Saturday, April 11, 2015
April 11 2015
April 11 20 2015
Greetings My Friend
I pushed myself hard this past week and I am paying a price for it. At the same time I am glad I did push myself too. Today I rest because I can’t go much more. Part of my slowing down has been lots of naps. The nice thing is I was able to do a few little things.
We have a mirror on the wall that is large. I have started hanging various kinds of crosses on it and yesterday I was able to fill in a lot of the empty spaces. I may add more or I may not but the fullness is pretty to me at this point.
I have learned I can balance well on a step stool and if I stretch out my arm and hold onto the wall I can maneuver fairly well. Junior has taught me to squat and my mantra is “squat down” each time I need to do something on the ground. I sense that dizziness is a part of me these days and I am somewhat aware and not so aware of it.
I’ve learned those trigger moments that tend to induce the dizzy spells and work around it, like squatting instead of bending from the waist. Some days I think it is gone only to realize it is not I just work around it as I do many of other disabilities.
Spring warmth has been spurring me on to do extra things and at the end of the week I know I’ve pushed myself too much. Still it feels good to see the porches cleaned off, the debris picked up out of the yard and to feel the warmth of the sun on my body.
Through the years I have learned my limits and then I work within them so too I will learn to work within my limits with my outside activities. I want to spend more time outside so I will scale back on the day to day housework I’ve done all winter in order to be outside more.
I am grateful I did a lot of spring cleaning when the weather kept us indoors for a few weeks. The inside has had a good cleaning and won’t tug on me. All this work gives my day dimension and I also know there are days we will run errands or even have some “play” days.
Another piece to my life is starting to take shape as I hear from my son more often these days. I hear about his kids more and there is a fullness to life for me. The hard work of life after divorce seems to be settling down and an understanding of the “why” makes sense these days.
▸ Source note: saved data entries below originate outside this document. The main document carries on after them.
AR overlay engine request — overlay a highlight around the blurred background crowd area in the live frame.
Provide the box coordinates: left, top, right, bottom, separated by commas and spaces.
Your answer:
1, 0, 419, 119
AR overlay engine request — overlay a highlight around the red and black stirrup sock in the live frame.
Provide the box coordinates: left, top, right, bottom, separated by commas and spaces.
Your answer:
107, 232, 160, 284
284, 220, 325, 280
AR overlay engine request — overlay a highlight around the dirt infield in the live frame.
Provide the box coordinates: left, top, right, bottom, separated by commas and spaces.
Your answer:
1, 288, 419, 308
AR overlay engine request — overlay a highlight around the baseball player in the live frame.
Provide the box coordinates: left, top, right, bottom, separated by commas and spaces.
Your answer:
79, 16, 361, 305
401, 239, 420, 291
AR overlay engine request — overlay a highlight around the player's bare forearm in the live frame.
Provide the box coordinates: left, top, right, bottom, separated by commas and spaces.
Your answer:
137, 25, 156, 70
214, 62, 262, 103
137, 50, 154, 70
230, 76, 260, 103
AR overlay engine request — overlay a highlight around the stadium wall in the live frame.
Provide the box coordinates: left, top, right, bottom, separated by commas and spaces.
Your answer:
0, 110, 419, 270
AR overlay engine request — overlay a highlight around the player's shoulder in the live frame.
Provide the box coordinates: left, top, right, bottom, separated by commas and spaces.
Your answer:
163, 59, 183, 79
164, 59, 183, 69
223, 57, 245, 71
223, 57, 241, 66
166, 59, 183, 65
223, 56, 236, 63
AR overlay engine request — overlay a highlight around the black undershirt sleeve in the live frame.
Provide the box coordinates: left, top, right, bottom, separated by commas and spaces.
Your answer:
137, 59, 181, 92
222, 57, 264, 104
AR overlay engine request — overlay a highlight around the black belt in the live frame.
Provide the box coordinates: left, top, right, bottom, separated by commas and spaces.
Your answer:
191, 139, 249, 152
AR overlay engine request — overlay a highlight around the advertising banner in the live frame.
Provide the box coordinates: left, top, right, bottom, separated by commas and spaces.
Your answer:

I wish I had understood the warnings signs before I entered into an unhealthy relationship. I did not but when faced with a second chance the goal was to be much smarter about my choices. I give God the credit for helping me to choose this time and it has been a blessing.
I can understand the gift of marriage to a good man these days and I am so thankful. Agape love seems to play an important role in our marriage. Instead of being self centered or seeking to only seek my mates goods at my expense today we both work at seeking each others highest good and in that I find a wonderful contentment.
May God bless you and keep you make His face shine on you.